Syrup promoters in the soup
Monday 25th January, 2021
So, it should now be clear that the Dhammika peniya or syrup, which the Department of Ayurveda has undertaken to test, is no cure for COVID-19. All intelligent people knew it was fake, but others including some government politicians were convinced otherwise. Health Minister Pavithra Wanniarachchi, who swigged the syrup to protect herself against coronavirus, has contracted COVID-19. Several other MPs who ingested it have also tested positive for the virus. The Health Minister is currently at a treatment centre, we are told. We wish her as well as all other patients a speedy recovery, but cannot help wondering why she did not opt for treatment at shaman Dhammika Bandara’s shrine, where a goddess is said to have revealed the COVID-19 cure to him while he was in a trance state.

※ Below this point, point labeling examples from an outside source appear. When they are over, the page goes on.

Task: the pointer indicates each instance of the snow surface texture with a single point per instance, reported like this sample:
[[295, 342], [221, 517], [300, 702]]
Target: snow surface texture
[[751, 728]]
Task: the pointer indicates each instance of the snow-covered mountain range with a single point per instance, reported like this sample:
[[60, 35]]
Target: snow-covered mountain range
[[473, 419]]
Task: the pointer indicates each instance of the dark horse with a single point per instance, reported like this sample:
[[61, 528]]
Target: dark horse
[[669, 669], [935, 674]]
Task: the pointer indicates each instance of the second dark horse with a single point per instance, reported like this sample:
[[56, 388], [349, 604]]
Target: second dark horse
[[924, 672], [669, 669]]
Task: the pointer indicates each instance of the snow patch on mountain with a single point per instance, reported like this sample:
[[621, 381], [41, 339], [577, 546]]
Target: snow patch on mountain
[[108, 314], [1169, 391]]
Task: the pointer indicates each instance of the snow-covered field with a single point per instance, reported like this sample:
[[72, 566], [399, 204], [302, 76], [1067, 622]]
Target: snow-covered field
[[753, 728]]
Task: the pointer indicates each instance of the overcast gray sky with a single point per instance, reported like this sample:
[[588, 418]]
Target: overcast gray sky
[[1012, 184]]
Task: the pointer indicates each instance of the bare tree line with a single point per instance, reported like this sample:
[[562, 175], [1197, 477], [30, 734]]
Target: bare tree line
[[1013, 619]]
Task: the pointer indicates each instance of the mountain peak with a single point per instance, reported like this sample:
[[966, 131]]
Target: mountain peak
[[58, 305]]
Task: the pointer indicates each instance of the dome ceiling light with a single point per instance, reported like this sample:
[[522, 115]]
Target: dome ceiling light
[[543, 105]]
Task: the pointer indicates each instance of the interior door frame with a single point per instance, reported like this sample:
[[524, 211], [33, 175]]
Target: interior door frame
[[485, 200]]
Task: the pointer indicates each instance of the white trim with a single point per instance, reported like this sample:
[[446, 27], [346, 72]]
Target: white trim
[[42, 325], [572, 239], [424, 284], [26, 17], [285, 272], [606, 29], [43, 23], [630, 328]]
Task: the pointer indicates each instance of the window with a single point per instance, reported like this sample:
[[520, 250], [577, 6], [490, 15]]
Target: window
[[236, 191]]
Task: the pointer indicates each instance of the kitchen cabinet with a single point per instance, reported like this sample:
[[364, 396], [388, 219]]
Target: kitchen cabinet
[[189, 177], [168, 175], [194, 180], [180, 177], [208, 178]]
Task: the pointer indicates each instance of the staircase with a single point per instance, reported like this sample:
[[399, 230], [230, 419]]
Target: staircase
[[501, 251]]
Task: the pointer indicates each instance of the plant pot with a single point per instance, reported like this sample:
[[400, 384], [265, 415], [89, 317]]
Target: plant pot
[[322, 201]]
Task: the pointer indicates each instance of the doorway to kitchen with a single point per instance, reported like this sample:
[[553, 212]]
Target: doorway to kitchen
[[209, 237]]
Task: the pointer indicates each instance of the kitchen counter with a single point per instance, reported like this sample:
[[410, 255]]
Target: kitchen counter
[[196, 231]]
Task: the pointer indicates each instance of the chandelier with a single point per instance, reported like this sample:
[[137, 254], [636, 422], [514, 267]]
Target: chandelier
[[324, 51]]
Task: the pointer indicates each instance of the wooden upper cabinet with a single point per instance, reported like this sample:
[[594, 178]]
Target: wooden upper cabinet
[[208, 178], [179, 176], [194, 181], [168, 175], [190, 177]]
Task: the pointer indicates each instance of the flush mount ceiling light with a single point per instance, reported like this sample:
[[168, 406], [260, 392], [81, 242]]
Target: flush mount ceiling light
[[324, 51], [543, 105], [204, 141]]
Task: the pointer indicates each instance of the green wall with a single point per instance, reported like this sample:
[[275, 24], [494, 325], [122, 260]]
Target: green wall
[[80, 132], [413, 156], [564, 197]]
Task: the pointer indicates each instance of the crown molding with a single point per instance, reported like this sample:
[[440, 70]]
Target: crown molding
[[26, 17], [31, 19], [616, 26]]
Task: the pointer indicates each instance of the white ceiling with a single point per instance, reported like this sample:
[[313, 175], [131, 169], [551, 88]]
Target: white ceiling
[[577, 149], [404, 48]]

A previous Rajapaksa government (2010-2015) collapsed as it took the advice of shamans and astrologers seriously and even advanced a presidential election at their behest. Everything it did was astrologically determined. It, however, was not alone in falling for astrological advice, etc., hook, line, and sinker. Its predecessors had even launched military operations according to schedules prepared by astrologers. Most of those offensives ended in disaster. It is said that the launching of operations in Eelam War IV was based on sound military advice; that may be the reason why they succeeded.
The incumbent government is the old Dhammika peniya in a new bottle, as it were, in that it consists of the superstitious elements who were in the aforesaid ill-fated Rajapaksa regime. It has sought to banish coronavirus with the help of some rituals such as dropping pots into rivers. Thankfully, it has stopped short of appointing a minister for superstitious affairs.
Health Minister Wanniarachchi committed something unpardonable by promoting the shaman’s concoction. Wanniarachchi was responsible for triggering mass hysteria by ingesting the peniya at an official event together with some of her SLPP parliamentary colleagues. Thereafter, tens of thousands of people from different parts of the country converged on a village where the shaman distributed the syrup free of charge. They blatantly violated the quarantine laws, but the police looked on. Perhaps, the government let that happen as it wanted public attention distracted from its failure to contain the pandemic and other burning issues such as the soaring cost of living. There may have been many coronavirus infections in that seething mass of humans near the shaman’s syrup distribution centre, and that may be one of the reasons why the pandemic has spread throughout the country.
Nothing could be more disgraceful to a country than to be ruled by a bunch of superstitious politicians who fall for false claims of quacks and deify shamans. The question is whether the Health Minister who promoted a quack’s concoction without any scientific evidence to prove its efficacy and misled the public should be allowed to continue to be in that position.
Some government ministers took on the critics of the Dhammika peniya, calling them traitors. They mixed their brand of patriotism with the untested syrup. They have cut pathetic figures. Speaker Mahinda Yapa Abeywardena ought to act cautiously hereafter without letting intellectually challenged ministers and MPs use Parliament to promote concoctions touted as remedies for diseases. We are afraid that he, too, has blotted his copybook.
Another fake indigenous physician has claimed to have found a cure for COVID-19. His potion is said to contain hawks’ eggs. If so, the quack must be arrested forthwith, for hawks are a protected species and it is an offence to destroy their eggs. Will the Department of Wildlife get cracking?
Given the sheer number of superstitious politicians in the present government, one can only hope that the new Constitution being drafted will not have a provision for giving superstition the foremost place.